At supper that evening I tasted for the first time the delightful cakes made out of buckwheat, and had to relate again, for the benefit of my host and his wife (a tall, sharp-featured woman who spoke with a whining drawl), the story of my adventures and the eventful voyage of the Minetta.
When I told of the affair of the severed hand, and the action of the English, the woman quoted a passage from the Bible that was quite as much as a curse on the heads of the offenders, it breathed so of vengeance. But we had not burned half a candle before we all were yawning. Well, to be short, I slept in a great feather bed that night, and the next morning I started northward, mounted astride, behind Farmer Lyman on a jolting gray nag.
When my friend put me down he bade me a farewell, and told me I had but five miles before me to the town of Miller's Falls.
It was up and down hill, slow going, and noon, I should judge by the shadows, before I saw the village, nestling at the bend of a small valley. On the wind came to me the shrieking and clanking of machinery and the jarring of a waterfall.
I sat down on the top rail of a fence, and surveyed the village for some time before I descended the hill. As I walked along I saw in a steep gorge, a sheer descent of some fifty feet to one side of the roadway, a rushing brook, and almost in the centre of the town itself a pond that spread back into the hills.

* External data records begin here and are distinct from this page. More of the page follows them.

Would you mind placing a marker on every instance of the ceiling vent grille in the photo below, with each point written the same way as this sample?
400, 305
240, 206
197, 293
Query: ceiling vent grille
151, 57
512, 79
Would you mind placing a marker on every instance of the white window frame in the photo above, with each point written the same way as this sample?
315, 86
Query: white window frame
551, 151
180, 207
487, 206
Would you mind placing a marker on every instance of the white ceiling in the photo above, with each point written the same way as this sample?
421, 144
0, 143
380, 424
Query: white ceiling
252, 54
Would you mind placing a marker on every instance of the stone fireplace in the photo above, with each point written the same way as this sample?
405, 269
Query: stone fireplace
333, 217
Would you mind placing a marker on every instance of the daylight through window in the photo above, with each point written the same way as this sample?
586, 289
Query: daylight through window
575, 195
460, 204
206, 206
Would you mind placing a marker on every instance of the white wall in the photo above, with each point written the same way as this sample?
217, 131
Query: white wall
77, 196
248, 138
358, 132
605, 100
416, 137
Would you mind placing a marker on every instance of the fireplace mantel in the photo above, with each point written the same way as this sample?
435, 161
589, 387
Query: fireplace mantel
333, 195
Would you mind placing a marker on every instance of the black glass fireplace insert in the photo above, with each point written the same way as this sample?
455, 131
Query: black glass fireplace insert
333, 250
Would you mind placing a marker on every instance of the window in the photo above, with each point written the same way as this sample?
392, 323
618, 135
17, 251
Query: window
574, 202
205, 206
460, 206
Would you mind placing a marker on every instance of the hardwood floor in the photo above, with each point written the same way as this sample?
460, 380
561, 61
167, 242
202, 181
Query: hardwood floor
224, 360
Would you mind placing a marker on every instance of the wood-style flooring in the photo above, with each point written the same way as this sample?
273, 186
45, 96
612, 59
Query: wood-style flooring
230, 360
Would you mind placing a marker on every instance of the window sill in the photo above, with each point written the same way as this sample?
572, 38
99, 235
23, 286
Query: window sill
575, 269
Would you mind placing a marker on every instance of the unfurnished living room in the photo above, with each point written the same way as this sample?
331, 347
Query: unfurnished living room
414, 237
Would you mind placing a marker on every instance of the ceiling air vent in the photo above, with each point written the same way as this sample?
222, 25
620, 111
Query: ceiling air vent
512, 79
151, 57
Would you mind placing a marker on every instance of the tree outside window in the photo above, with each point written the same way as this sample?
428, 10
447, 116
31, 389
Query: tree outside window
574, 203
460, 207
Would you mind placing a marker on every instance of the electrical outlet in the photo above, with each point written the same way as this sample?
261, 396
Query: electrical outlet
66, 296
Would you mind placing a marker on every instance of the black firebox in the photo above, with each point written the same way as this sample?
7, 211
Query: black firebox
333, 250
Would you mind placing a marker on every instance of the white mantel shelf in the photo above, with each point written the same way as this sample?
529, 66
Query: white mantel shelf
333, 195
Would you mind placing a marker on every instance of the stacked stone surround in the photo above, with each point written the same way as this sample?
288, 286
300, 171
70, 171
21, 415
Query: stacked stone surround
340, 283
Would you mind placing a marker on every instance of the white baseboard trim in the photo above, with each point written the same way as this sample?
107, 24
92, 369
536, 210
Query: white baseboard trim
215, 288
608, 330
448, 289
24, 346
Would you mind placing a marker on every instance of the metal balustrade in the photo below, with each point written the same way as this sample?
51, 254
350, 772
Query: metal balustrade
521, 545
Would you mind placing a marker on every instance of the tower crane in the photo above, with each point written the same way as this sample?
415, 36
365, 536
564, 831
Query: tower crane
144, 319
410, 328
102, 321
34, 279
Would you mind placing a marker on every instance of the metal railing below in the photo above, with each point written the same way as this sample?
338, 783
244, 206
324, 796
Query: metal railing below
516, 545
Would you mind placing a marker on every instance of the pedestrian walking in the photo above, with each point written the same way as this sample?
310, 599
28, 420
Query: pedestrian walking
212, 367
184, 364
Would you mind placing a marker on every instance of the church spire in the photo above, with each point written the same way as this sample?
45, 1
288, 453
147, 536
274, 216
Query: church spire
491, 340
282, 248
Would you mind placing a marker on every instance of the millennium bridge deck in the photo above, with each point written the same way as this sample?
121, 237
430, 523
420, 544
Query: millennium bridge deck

The mill that was raising such a clatter stood at one side of a dam built of stone and timber that had backed the water of the pond; and I walked up close to the building and looked with wonder at everything. A huge over-shot wheel was turning and plashing busily, and the water was roaring over the dam and breaking on the brown slippery rocks below. It fascinated me, and I stood for some time leaning over the rail watching it. I grew so interested, in fact, that I almost forgot my mission or where I was, and was recalled to myself by a voice hailing me from only a few feet above my head.
"Well, sonny," said a drawling voice, "be ye wondering where all that water is goin' to?"
A thin cadaverous face with a very pointed nose and chin was thrust out of a little window, and two long hands on either side gave the man the effect of holding himself in his position by the exercise of sheer strength.